What you need to know
- The European Commission will investigate if Microsoft breached EU competition rules by bundling together Microsoft Teams and Microsoft 365.
- Slack filed a complaint against Microsoft to the EU in 2020 about Teams being bundled with Office 365 and Microsoft 365.
- If the European Commission finds that Microsoft has created an unfair advantage by abusing its market dominance in productivity, the tech giant may have to unbundle Teams and Microsoft 365.
Microsoft is once again on the receiving end of the European Union looking into the tech giant's business practices. Fresh on the heels of the European Commission approving Microsoft's purchase of Activision Blizzard, the same governing body has opened a formal investigation into Microsoft's bundling of Teams and Microsoft 365 and Office 365.
The investigation centers on the fact that online communication platforms have become essential in this day and age, and that Microsoft may have created an unfair advantage by bundling Microsoft Teams with Microsoft 365 and Office 365.
Reports of this investigation emerged earlier this month, but the European Commission made it official today, July 27, 2023.
"Remote communication and collaboration tools like Teams have become indispensable for many businesses in Europe," said Margrethe Vestager, Executive Vice-President in charge of competition policy.
"We must therefore ensure that the markets for these products remain competitive, and companies are free to choose the products that best meet their needs. This is why we are investigating whether Microsoft’s tying of its productivity suites with Teams may be in breach of EU competition rules."
Slack, which has gone back-and-forth on whether it's a competitor to Microsoft Teams, filed a complaint with the EU about Microsoft in 2020.
The European Commission expressed concern that "Microsoft may be abusing and defending its market position in productivity software by restricting competition in the European Economic Area (‘EEA') for communication and collaboration products."

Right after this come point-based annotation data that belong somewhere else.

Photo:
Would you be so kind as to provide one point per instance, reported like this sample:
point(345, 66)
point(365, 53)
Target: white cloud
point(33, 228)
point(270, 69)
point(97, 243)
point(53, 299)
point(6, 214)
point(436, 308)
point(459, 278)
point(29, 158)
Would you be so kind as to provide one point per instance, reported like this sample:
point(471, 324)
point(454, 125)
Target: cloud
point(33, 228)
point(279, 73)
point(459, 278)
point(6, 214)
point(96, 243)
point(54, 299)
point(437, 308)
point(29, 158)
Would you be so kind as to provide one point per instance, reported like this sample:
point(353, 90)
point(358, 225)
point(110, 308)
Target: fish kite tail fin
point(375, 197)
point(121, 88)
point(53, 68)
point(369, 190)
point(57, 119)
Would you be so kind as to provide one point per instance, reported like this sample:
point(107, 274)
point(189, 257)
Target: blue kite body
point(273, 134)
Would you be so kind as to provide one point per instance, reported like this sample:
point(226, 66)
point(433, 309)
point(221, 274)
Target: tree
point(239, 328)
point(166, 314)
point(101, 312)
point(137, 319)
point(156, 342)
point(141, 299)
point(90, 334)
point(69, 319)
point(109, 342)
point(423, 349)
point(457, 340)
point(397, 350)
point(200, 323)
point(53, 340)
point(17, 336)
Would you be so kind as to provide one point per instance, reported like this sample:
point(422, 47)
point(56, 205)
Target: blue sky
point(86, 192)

Specifically, the investigation will focus on if Teams has a "distribution advantage" by being bundled with Microsoft 365 and Office 365. It will also look at if Teams has worse interoperability with competing productivity suites.
Microsoft responded to the situation:
"We respect the European Commission’s work on this case and take our own responsibilities very seriously,” said Microsoft spokesperson Robin Koch to The Verge.
“We will continue to cooperate with the Commission and remain committed to finding solutions that will address its concerns.”
The European Commission emphasized that opening a formal investigation does not "prejudge its outcome," so there's a chance that Microsoft won't have to make any changes. But if the EU rules that Microsoft has breached competition rules, Microsoft may have to unbundle Teams from Microsoft 365 and take other actions to even the playing field.
Windows Central take
Generally speaking, the purpose of anticompetitive legislation is to prevent companies with dominance in one sector from abusing their position to gain an unfair advantage in another sector. There's an argument to be made that Microsoft is doing just that.
Microsoft 365 and Office 365 are commonplace in a wide range of organizations. Microsoft has spent decades building up its productivity suite, and it has largely succeeded. There are competing platforms from Google, Salesforce, and others, but Microsoft dominates the market and the mind of the public when it comes to productivity apps.
By bundling Microsoft 365 with the already ever-present Office 365 and Microsoft 365, Microsoft has a much easier distribution path than its competitors.
The main question, at least in my mind, is if Teams and the rest of Microsoft 365 are actually part of different sectors at all. When it comes to personal use, a communication app and a productivity suite seem rather separate, but that's not the case in an enterprise space.
Microsoft 365 is an interconnected web of applications that all aim to improve productivity. Is a conference call through Teams genuinely a different sector than Microsoft Word if members of that call are collaborating through Microsoft Word during the call?
It's unclear if the European Commission will look into that aspect of the situation. The governing body seems to have drawn a line between communication apps and productivity suites.
"The Commission is concerned that Microsoft may be abusing and defending its market position in productivity software by restricting competition in the European Economic Area (‘EEA') for communication and collaboration products," said the commission in its statement today.
If the European Commission goes into the investigation with that thought process, I foresee Microsoft having to make some changes to how it delivers Teams and Microsoft 365 to companies.